Upside-down tomato planters have become a staple in garden centers. They are sold as a space-saving garden device for apartment dwellers or those who are otherwise limited in space. The planters are hung in a sunny area, and the tomato plant grows from a hole in the bottom. Like most containers, an upside-down planter may not grow a plant that produces as many fruits as a garden-grown tomato, but the method is a viable alternative if a traditional bed isn't available. Instead of purchasing an expensive planter system, make your own.
Draw a 2-inch square in the center of the bottom of a 5-gallon bucket. Cut the square out with a sharp utility knife, cutting away from yourself to avoid injury.
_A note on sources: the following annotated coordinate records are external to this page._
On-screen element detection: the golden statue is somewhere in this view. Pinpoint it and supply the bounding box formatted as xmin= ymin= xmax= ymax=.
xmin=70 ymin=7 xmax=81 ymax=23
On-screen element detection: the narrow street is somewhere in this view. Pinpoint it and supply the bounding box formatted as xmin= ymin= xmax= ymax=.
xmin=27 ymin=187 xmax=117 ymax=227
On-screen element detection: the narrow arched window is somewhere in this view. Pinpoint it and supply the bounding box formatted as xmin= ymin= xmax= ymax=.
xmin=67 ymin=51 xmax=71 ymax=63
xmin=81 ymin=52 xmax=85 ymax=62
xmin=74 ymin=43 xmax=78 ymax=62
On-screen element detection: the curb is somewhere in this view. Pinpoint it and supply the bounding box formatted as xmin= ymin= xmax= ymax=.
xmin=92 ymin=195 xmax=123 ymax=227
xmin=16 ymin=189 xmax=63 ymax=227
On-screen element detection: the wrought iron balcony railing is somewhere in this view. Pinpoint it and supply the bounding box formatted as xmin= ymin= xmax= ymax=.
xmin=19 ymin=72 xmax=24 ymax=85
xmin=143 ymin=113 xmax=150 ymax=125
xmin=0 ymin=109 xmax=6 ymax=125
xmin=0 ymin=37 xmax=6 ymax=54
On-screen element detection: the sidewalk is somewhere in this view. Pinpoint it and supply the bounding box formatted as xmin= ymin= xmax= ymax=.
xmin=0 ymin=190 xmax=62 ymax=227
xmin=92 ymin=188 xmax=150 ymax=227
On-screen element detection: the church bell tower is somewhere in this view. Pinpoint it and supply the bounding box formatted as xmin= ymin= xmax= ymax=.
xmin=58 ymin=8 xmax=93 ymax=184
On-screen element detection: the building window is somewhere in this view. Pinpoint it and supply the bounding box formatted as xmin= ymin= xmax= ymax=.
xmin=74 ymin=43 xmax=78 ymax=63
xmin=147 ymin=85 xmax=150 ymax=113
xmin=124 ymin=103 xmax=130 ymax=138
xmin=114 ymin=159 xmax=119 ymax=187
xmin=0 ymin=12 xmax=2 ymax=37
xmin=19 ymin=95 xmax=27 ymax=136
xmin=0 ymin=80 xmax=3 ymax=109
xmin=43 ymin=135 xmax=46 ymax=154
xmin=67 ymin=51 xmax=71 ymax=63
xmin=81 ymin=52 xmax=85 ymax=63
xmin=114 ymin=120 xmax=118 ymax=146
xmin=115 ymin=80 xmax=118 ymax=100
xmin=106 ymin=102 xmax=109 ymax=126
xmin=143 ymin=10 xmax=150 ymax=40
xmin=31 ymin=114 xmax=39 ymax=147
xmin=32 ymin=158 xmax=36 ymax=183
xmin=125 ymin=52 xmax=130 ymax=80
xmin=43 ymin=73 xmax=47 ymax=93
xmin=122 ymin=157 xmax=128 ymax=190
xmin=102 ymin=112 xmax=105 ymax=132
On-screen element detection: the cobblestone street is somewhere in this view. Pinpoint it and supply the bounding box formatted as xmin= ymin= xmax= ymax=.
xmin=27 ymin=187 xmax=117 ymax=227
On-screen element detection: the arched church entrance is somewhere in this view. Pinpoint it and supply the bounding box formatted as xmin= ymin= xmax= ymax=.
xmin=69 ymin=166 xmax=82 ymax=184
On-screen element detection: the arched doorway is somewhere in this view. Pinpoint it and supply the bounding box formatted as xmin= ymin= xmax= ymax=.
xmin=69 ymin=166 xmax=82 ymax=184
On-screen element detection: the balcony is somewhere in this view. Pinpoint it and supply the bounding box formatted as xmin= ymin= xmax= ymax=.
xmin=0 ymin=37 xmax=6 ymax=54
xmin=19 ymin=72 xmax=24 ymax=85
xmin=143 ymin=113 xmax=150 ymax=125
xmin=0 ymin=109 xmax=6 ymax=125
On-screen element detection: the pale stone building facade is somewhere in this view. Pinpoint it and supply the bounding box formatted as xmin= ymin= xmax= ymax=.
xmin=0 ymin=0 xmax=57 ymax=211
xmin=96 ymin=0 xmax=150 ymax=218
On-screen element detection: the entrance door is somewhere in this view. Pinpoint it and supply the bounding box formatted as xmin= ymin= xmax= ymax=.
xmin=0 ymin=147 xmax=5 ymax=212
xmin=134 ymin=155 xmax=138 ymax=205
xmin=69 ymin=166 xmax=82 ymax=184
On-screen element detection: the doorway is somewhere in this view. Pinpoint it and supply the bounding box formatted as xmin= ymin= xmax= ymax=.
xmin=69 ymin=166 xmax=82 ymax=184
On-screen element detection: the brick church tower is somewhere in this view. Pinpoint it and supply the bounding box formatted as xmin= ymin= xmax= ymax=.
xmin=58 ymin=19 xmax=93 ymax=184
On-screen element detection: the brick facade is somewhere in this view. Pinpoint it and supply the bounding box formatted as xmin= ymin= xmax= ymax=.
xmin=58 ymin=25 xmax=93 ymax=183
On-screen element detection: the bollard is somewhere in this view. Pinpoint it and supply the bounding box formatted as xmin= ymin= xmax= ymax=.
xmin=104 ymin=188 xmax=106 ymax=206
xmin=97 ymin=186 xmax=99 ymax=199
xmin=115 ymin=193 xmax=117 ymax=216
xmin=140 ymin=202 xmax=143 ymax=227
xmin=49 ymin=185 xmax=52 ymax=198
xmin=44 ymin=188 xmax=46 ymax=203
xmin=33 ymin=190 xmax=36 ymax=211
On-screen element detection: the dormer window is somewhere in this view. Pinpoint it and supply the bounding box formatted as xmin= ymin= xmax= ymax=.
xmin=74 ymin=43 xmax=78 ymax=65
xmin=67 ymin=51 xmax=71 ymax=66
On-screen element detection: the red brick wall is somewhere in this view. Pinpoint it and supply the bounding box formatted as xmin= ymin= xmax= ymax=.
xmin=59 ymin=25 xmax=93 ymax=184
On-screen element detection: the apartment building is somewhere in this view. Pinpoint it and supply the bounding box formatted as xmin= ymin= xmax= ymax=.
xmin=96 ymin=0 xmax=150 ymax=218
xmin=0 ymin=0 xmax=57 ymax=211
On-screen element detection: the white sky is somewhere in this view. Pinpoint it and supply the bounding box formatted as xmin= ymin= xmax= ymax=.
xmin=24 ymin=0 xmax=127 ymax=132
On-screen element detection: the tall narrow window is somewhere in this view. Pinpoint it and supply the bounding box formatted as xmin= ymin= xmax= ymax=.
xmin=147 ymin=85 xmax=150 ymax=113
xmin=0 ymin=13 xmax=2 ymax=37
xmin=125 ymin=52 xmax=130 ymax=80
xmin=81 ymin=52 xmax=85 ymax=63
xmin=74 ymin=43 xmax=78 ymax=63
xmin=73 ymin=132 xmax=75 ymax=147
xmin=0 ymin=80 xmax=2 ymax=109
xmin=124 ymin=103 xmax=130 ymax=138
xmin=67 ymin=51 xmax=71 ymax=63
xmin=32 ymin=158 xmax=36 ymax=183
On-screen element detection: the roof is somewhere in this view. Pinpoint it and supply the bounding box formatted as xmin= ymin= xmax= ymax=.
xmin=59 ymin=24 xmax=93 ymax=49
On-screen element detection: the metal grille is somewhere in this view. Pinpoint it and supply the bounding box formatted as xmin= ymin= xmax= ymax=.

Cut a circle from landscaping fabric that is 3 to 4 inches larger in diameter than the bottom of the bucket. Line the inside of the bucket with the fabric and cut an X in the fabric over the square hole you cut out.
Prop a broomstick up on two tables, and hang the bucket handle over the broomstick. This elevates the bucket off the ground as you work.
Slide the roots of the tomato seedling through the hole in the bucket and landscaping fabric, from the outside in. Hold the roots in one hand as you scoop soil into the bucket with the other hand. Firm the soil lightly around the plant's roots to hold it in place.
Fill the bucket half full with soil, then water the soil until the excess moisture begins dripping out around the plant's stem. This collapses any air pockets in the soil. Finish filling the bucket with soil, then water a second time.
Place the lid on the bucket to help retain soil moisture. Hang the bucket by the handle in an area that receives at least six to eight hours of sun a day.